Originally Posted by
the other bob wilson
I finished watching BBC Wales' Slammed, a three part documentary on Welsh rugby between the late nineties and the beginning of the Warren Gatland era, yesterday and, initially, was puzzled as to why I enjoyed the last two episodes more than the first one. The penny dropped when I realised that the first episode had a voiceover by Max Boyce, while the other two were just straightforward talking heads to camera.
it seemed odd to me that you would use Boyce for one episode and not the other two (not that his melodramatic and reverential contribution added anything at all to the programme), but a possible explanation is that the first episode was a lot about contrasting how good Wales were in the seventies with how bad they were twenty years later, so I suppose someone who seems to be stuck in that era was used to emphasise that contrast.
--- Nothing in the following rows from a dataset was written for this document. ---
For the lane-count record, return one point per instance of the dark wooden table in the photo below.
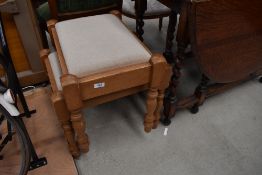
(226, 41)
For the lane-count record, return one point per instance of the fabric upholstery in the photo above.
(154, 7)
(98, 43)
(53, 59)
(81, 5)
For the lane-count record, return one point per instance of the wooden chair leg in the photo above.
(151, 104)
(74, 104)
(200, 93)
(64, 118)
(155, 98)
(160, 98)
(160, 23)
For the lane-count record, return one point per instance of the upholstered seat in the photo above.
(154, 8)
(105, 43)
(97, 60)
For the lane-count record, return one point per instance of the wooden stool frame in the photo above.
(78, 93)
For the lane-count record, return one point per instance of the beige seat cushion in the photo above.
(154, 7)
(98, 43)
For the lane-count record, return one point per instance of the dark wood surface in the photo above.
(226, 40)
(227, 36)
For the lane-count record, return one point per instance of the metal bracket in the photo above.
(9, 6)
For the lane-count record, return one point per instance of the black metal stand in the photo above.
(14, 85)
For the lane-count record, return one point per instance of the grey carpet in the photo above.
(224, 138)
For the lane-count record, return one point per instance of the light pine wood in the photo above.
(79, 92)
(74, 104)
(158, 71)
(64, 117)
(16, 48)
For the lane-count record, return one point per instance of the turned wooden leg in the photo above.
(151, 104)
(64, 118)
(74, 104)
(140, 7)
(170, 37)
(159, 67)
(200, 93)
(159, 106)
(160, 23)
(170, 100)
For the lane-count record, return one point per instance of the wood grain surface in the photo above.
(227, 38)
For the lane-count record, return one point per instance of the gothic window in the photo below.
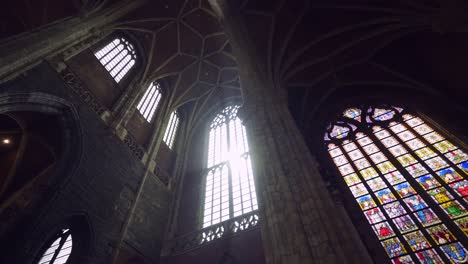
(150, 100)
(171, 130)
(118, 57)
(229, 187)
(59, 250)
(408, 179)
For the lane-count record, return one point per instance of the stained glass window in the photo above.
(408, 179)
(171, 130)
(150, 100)
(229, 188)
(118, 57)
(59, 250)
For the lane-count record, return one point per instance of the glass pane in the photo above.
(358, 190)
(428, 182)
(454, 209)
(383, 230)
(417, 241)
(461, 188)
(455, 252)
(429, 256)
(352, 179)
(440, 195)
(405, 224)
(394, 177)
(376, 184)
(374, 215)
(393, 247)
(441, 234)
(385, 196)
(366, 202)
(427, 217)
(449, 175)
(415, 203)
(404, 190)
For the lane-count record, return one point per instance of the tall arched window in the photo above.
(59, 250)
(150, 100)
(171, 130)
(229, 187)
(408, 179)
(118, 57)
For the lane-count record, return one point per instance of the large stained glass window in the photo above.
(118, 57)
(229, 186)
(409, 181)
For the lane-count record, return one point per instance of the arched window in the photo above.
(118, 57)
(150, 100)
(59, 250)
(408, 179)
(229, 187)
(171, 130)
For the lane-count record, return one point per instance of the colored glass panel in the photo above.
(345, 169)
(366, 202)
(351, 179)
(429, 256)
(433, 137)
(456, 156)
(397, 150)
(454, 209)
(425, 153)
(417, 241)
(449, 175)
(340, 160)
(462, 223)
(461, 188)
(423, 129)
(444, 146)
(427, 217)
(376, 184)
(394, 209)
(383, 230)
(440, 195)
(386, 167)
(455, 252)
(416, 170)
(374, 215)
(406, 160)
(405, 224)
(404, 190)
(394, 177)
(385, 196)
(415, 202)
(428, 182)
(394, 247)
(415, 144)
(378, 157)
(355, 154)
(441, 234)
(436, 163)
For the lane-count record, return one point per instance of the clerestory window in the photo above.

It's not too strong a word to say that I despise Max Boyce now, yet, even with my self image as a cool young man whose musical tastes owed much, too much, to what was being said in the NME, Sounds and Melody Maker at any given time, I'd still play my old man's vinyl copy of Live at Treorchy now and again in the late seventies, because I found it funny and, in lots of ways, accurate when it came to the Wales of nearly fifty years ago.
Yet, Boyce's act seems sentimental, hackneyed and way, way past its sell by date now. Is that because, Wales has moved on and is a more confident and vibrant country now or is it just that I have changed into an old curmudgeon who has lost his sense of humour?